Boomers go from Recreational to Medical Use

Dark, dinghy apartments and dorm rooms filled with dense smoke and the tell-tale sweet smell of cannabis. Young people crowded and crouched together sharing bongs, reefers and water pipes.

It was a highly social, cool scene. It was the world of 1960s and 70s where Baby Boomers imbibed in an illegal yet tantalizing world of getting high followed by an insatiable need to devour anything edible.

With great glee, these pot-smoking folks laughed at the hangovers of their alcohol consuming friends.
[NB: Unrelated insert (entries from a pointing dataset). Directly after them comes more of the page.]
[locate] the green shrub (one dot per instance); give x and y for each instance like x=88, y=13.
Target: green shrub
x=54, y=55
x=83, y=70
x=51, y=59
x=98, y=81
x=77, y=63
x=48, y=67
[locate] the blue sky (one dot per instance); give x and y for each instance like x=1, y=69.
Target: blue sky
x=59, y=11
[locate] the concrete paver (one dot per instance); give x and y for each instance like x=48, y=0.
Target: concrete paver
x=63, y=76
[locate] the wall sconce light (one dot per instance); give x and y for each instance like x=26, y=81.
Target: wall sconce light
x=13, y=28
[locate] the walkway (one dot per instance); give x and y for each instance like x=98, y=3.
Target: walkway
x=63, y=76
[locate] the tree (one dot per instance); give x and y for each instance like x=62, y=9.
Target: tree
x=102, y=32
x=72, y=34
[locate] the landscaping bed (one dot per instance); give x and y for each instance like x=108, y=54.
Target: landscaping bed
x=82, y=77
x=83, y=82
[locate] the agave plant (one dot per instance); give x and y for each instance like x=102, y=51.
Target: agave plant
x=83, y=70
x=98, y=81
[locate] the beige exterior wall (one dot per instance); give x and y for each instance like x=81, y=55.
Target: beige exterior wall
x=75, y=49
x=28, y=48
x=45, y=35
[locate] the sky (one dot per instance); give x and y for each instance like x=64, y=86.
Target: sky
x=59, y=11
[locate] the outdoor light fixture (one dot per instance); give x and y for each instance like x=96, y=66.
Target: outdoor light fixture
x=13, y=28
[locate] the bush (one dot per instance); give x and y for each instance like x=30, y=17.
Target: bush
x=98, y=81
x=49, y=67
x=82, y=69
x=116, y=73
Still, the threat of hefty fines and prison sentences urged most Baby Boomers to leave their bongs and water pipes behind to lead safe and respectable lives.

Medicinal Marijuana Emerges

While the penalties for using marijuana became tough in the 1980s, and users faced criminal records, at the same time, the devastating AIDS epidemic mushroomed. Cannabis emerged from the shadows and became recognized for its medicinal effects in making the lives of AIDS sufferers comfortable by reducing pain, nausea and re-engaging appetites lost to the disease.

The positive effects were indisputable and thus began the campaign to renew it as a therapeutic drug for a myriad of illnesses ranging from cancer to heart disease to previously unmanageable pain and even depression and other mental illnesses.

The battle to approve marijuana for medical use has been difficult and the key remains responsible and knowledgeable management of its use. Clinics such as Denali Healthcare require thorough documentation about patients’ conditions before administering the drug therapeutically, and help patients’ get what they need for state approval.

How Baby Boomers View Marijuana

As Baby Boomers leave their Flower Power world and enter the years of more profound medical problems, they fight a natural skepticism towards the drugs emergence as a potential medical miracle. On the other hand, recreational use among Boomers is increasing as they embark upon retirement and years of raising families where ‘do as I say, not as I do’ doesn’t cut it.

These Boomers are interested in relaxing with a pleasant high in the evening and don’t really care about the drug’s healing properties.

In conjunction with medical practitioners, todays growers are developing new strains of cannabis, carefully formulated to treat many symptoms including anti-inflammatory agents that work on the brain’s pain centers. Today medical marijuana is legal in 19 states beginning in 2003 in California with its Compassionate Use Act. Today the state is even considering establishing free medical marijuana dispensaries.

The transition may have challenges, but as Boomers realize the medicinal value of their once beloved drug, the euphoria of a momentary high will be replaced by the knowledge of its value in improving their medical quality of life.